The Supreme Court junked a demand by Hindu parties to legally recognise devotees’ belief that ‘Ramjanmabhumi’ is a distinct legal personality, saying this would open the flood gates for other religious sects to adopt the arguments to claim large swathes of land across the country. Legally recognising devotees’ faith that a piece of land is a deity, and thus, a juridical person with absolute title over property would be fraught with problems, the court said.

 

For one, the Constitution Bench reasoned that it would prompt sections of various religions to associate plots of land with myriad events in a deity’s human incarnation, like place of birth, wedding or where he departed for the heavenly abode, and claim that the property should be declared a legal personality.

The Bench then described the problems connected to recognising land as a legal personality. “The conferral of legal personality on corporeal property would immunise property not merely from competing title claims, but also render vast swathes of the law that are essential for courts to meaningfully adjudicate upon civil suits, such as limitation, ownership, possession and division, entirely otiose,” the court observed.

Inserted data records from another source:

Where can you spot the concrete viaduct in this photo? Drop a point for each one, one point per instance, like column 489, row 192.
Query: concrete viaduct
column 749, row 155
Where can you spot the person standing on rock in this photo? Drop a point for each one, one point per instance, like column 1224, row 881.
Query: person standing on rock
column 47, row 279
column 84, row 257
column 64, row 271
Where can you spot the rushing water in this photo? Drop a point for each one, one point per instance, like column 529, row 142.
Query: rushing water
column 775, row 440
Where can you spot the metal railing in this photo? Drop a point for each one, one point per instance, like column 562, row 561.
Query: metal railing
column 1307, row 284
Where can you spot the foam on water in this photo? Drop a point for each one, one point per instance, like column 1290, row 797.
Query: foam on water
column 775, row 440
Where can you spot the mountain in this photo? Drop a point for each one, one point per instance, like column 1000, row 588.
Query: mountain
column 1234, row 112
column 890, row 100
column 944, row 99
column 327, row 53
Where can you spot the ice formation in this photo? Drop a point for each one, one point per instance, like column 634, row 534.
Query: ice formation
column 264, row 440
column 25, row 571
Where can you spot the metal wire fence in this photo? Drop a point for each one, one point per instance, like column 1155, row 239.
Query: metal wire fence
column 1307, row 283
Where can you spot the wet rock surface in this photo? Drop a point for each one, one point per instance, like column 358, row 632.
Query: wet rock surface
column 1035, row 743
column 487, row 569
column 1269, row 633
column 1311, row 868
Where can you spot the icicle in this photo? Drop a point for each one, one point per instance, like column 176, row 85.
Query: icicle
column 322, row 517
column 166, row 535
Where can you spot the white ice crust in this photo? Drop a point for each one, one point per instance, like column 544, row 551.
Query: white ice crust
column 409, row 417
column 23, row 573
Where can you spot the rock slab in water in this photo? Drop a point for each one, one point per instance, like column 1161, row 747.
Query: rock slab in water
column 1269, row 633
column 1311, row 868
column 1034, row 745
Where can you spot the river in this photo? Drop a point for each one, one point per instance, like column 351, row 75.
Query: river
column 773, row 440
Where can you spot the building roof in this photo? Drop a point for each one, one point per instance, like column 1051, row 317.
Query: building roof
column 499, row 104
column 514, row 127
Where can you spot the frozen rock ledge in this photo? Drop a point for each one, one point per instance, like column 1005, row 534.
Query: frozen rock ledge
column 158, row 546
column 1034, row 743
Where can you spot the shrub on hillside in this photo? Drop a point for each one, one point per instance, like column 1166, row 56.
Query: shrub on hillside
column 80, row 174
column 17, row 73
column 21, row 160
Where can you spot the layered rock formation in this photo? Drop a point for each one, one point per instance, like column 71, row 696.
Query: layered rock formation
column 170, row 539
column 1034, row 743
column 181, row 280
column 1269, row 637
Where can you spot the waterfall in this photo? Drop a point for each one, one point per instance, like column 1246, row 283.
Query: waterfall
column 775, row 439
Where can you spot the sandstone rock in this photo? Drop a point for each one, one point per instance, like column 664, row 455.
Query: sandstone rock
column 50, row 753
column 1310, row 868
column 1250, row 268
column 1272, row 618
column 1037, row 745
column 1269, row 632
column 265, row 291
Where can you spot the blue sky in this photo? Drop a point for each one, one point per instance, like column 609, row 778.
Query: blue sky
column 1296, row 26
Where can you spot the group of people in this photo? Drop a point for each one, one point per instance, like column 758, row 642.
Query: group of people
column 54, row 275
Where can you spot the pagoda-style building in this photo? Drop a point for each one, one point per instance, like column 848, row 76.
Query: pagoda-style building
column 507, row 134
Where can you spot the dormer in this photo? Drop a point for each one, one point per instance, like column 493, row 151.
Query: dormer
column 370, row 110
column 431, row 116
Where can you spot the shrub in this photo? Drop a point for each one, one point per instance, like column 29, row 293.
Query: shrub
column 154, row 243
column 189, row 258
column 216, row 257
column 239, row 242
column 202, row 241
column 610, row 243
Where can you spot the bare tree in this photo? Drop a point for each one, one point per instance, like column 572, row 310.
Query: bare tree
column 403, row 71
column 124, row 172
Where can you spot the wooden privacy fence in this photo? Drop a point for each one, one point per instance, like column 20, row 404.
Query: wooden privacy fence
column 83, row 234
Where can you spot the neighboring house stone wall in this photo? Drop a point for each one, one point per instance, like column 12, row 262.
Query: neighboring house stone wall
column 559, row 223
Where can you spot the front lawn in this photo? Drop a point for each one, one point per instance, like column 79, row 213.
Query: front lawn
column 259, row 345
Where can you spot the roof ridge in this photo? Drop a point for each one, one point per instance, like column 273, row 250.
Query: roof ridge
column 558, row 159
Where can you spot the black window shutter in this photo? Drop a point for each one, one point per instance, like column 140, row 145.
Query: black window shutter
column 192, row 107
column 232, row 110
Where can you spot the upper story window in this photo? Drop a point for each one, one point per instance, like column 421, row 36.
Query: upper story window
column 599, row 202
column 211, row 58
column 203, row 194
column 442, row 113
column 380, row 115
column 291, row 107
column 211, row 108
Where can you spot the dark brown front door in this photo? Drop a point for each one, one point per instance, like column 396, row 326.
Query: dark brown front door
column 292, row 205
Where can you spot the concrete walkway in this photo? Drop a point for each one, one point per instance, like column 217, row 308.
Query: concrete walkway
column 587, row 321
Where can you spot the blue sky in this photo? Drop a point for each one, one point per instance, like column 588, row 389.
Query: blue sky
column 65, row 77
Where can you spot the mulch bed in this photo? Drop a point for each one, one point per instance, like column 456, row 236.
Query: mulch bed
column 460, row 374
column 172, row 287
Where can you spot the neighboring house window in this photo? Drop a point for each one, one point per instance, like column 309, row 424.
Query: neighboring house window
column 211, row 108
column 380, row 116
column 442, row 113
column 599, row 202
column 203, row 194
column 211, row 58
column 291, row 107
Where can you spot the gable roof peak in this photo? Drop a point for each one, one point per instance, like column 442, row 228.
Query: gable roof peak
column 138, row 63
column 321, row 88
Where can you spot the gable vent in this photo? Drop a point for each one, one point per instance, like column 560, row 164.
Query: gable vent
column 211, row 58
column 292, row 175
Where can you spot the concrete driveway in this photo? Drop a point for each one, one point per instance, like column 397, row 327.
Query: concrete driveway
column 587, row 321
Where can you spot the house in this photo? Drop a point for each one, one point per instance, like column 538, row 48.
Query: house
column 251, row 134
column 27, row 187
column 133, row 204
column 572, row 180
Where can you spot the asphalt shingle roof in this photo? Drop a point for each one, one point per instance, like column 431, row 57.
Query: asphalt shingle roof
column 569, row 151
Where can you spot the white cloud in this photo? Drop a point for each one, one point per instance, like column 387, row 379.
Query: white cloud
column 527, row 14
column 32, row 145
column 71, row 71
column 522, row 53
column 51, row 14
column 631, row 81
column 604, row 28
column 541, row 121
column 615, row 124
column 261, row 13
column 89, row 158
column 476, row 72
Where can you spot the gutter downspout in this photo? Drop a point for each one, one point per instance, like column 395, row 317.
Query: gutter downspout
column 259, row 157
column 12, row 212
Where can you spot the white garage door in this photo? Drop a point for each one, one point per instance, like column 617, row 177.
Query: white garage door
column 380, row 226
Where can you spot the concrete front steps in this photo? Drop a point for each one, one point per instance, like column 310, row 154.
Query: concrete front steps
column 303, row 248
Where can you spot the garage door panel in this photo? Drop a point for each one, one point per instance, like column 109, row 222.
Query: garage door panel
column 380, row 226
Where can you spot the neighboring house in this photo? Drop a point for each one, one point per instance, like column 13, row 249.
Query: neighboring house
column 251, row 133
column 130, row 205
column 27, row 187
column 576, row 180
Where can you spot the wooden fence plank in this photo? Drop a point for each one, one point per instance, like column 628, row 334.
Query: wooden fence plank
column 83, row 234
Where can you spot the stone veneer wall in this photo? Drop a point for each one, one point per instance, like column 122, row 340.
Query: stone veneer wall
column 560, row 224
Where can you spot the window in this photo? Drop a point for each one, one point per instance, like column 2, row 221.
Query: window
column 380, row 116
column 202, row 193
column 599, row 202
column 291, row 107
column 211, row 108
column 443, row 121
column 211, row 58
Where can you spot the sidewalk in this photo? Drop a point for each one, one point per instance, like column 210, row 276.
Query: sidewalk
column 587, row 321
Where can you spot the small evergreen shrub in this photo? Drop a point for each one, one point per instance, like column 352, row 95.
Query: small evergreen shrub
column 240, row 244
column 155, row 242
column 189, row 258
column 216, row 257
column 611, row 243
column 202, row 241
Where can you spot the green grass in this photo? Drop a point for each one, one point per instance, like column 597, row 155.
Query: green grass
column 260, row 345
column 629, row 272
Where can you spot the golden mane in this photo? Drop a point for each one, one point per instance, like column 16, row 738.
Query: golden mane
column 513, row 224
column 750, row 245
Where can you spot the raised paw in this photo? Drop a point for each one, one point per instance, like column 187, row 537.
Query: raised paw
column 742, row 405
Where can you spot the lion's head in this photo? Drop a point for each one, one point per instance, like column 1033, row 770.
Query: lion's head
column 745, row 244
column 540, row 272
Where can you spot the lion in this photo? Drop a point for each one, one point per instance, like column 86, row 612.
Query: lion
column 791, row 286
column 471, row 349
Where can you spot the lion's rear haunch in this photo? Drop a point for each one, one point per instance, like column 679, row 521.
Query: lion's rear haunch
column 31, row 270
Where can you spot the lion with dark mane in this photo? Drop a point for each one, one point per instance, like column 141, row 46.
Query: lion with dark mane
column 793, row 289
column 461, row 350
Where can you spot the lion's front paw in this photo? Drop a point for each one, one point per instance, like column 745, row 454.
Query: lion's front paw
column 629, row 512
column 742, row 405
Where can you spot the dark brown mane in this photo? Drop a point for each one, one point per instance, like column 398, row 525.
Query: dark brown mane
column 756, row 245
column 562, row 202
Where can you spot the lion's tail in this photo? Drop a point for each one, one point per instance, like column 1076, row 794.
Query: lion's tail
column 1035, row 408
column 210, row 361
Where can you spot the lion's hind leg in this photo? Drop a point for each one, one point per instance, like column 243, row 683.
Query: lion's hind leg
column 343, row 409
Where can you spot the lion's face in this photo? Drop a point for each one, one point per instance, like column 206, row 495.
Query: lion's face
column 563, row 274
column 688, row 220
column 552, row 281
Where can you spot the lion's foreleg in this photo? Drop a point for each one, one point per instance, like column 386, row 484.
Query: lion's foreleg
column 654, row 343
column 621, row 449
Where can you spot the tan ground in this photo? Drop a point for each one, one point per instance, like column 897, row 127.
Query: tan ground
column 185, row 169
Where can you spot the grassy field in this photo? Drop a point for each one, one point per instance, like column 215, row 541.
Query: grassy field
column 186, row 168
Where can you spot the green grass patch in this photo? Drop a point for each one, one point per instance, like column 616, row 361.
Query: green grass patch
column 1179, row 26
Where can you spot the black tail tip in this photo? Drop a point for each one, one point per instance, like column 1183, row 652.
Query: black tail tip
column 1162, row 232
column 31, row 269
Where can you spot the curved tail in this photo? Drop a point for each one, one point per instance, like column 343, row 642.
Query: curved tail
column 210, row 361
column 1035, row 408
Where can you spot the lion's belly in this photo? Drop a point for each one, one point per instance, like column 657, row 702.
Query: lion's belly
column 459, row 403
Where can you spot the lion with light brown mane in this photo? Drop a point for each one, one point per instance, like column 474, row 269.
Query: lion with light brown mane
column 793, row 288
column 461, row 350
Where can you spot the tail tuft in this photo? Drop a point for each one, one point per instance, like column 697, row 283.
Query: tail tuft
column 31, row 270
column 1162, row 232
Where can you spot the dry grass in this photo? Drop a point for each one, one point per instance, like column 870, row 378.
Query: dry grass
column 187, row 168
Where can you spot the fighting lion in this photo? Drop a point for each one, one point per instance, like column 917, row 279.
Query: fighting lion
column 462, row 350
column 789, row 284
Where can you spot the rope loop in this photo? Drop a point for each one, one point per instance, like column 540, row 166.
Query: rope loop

“Where does the court draw the line to assess the significance of the belief as the basis to confer juristic personality on property? In the absence of an objective criterion, the exercise will be fraught with subjectivity. Conferral of legal personality on all religious claims to land would be to the detriment of bona fide litigants outside the faith — who may not share the same beliefs and yet find their title extinguished,” it said.

 

Further, conferral of legal personality on immoveable property on the basis of faith and belief of the devotees would be fundamentally subjective and incapable of being questioned by courts. “The purpose for which juristic or legal personality is conferred cannot be evolved into a Trojan horse that permits, on the basis of religious faith and belief, the extinguishing of all competing proprietary claims over property as well stripping the property itself of the essential characteristic of immoveable property.”